On days with light use, I have 70 percent left by bedtime. When I spent more time on the phone, using it for music streaming, navigation, and Instagram Reels-ing, I often ended with around 60 or 50 percent. I’d leave it on my nightstand without bothering to plug it in, a refreshing change of pace. Over the course of two days, I hit an amazing 10 and a half hours of screen-on time.
This might be the best battery life on a flagship smartphone today in the US, especially when you pair it with the incredibly fast recharge times. OnePlus remains one of the only companies to include a charger in the box—mostly because it’s the only way to take advantage of its SuperVooc fast-charging technology. I was able to ramp from 15 to 80 percent in 30 minutes (50 percent in 15 minutes). It’s hard to worry about a dead phone if you don’t mind keeping the bulky charger on your person (is a folding prong too much of an ask?).

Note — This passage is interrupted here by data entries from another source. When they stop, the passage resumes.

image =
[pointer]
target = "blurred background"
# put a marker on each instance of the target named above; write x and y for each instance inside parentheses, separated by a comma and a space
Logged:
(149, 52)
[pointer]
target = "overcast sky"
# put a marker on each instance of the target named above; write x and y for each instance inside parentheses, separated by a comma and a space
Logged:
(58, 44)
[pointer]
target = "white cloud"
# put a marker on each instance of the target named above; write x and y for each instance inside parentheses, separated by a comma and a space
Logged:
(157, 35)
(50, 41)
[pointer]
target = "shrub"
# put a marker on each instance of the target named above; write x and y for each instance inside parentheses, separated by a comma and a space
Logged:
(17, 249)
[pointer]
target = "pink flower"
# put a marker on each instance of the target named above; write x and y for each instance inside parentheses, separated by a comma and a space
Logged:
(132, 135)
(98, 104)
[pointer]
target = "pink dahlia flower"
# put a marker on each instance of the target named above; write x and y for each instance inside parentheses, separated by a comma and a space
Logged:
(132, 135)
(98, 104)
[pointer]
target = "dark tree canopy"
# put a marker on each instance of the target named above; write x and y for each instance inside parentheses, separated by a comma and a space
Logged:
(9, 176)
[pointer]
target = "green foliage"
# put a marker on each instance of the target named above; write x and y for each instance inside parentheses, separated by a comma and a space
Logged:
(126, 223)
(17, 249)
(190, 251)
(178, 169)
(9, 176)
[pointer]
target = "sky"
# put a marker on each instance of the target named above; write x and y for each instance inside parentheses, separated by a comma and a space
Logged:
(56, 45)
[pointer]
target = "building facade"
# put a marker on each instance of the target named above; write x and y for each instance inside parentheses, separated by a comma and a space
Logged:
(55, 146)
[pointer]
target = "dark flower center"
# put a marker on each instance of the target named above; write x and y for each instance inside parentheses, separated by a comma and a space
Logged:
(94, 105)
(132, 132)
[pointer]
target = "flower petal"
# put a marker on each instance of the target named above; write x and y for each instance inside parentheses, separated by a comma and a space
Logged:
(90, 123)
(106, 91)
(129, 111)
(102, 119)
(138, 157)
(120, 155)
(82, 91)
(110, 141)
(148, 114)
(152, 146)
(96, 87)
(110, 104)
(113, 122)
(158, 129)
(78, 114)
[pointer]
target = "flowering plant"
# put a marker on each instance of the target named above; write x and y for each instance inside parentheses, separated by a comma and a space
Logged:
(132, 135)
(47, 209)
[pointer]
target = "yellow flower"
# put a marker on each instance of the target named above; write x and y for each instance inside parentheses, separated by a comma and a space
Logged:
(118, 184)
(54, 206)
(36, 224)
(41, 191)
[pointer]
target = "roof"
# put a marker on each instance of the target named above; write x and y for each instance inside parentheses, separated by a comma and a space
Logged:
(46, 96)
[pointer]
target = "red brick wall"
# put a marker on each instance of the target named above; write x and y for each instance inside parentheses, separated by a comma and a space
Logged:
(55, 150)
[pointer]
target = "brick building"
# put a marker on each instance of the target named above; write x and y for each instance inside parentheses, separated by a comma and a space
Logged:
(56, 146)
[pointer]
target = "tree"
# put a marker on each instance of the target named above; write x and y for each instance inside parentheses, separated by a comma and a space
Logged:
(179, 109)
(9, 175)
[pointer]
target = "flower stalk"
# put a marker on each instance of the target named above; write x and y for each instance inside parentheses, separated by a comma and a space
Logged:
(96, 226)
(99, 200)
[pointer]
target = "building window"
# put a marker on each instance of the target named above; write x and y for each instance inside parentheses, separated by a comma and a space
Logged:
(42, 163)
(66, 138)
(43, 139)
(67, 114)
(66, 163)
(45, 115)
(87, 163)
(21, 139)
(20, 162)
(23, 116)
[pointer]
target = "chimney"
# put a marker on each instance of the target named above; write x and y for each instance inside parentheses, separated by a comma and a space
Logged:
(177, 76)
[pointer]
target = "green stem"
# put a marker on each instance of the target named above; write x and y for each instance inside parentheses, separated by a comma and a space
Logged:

But there’s always a compromise somewhere. If you’re a fan of wireless charging and are especially interested in Qi2 smartphones that use magnets (like Apple’s MagSafe) for more convenient and faster charging, you’ll be disappointed here. The OnePlus 15 supports wireless charging, but only the standard Qi technology. OnePlus is selling magnetic cases as a salve, but unlike Samsung’s current crop of top-end phones, this doesn’t even turn it into a Qi2 Ready phone. It will only charge at slow Qi wireless charging speeds. (You can buy OnePlus’ proprietary wireless charger to fast-charge, but that’s a separate purchase, and that wireless charger will only recharge select OnePlus devices quickly.)
The beefy battery and super-fast wired charging may outshine the lackluster wireless charging, but now it’s time to talk about the second most impressive feat of the OnePlus 15: performance.
Power Play
Photograph: Julian Chokkattu
This is the first smartphone in the US to employ Qualcomm’s Snapdragon 8 Elite Gen 5, a processor we’ll see in most high-end Android phones in 2026. The benchmark numbers are excellent. In a Geekbench 6 test, the OnePlus 15 is officially the first phone to pass 10,000 in multi-core CPU performance, even besting the iPhone 17 Pro Max. However, the iPhone still had a slight leg up in single-core performance (it’s also generally more efficient).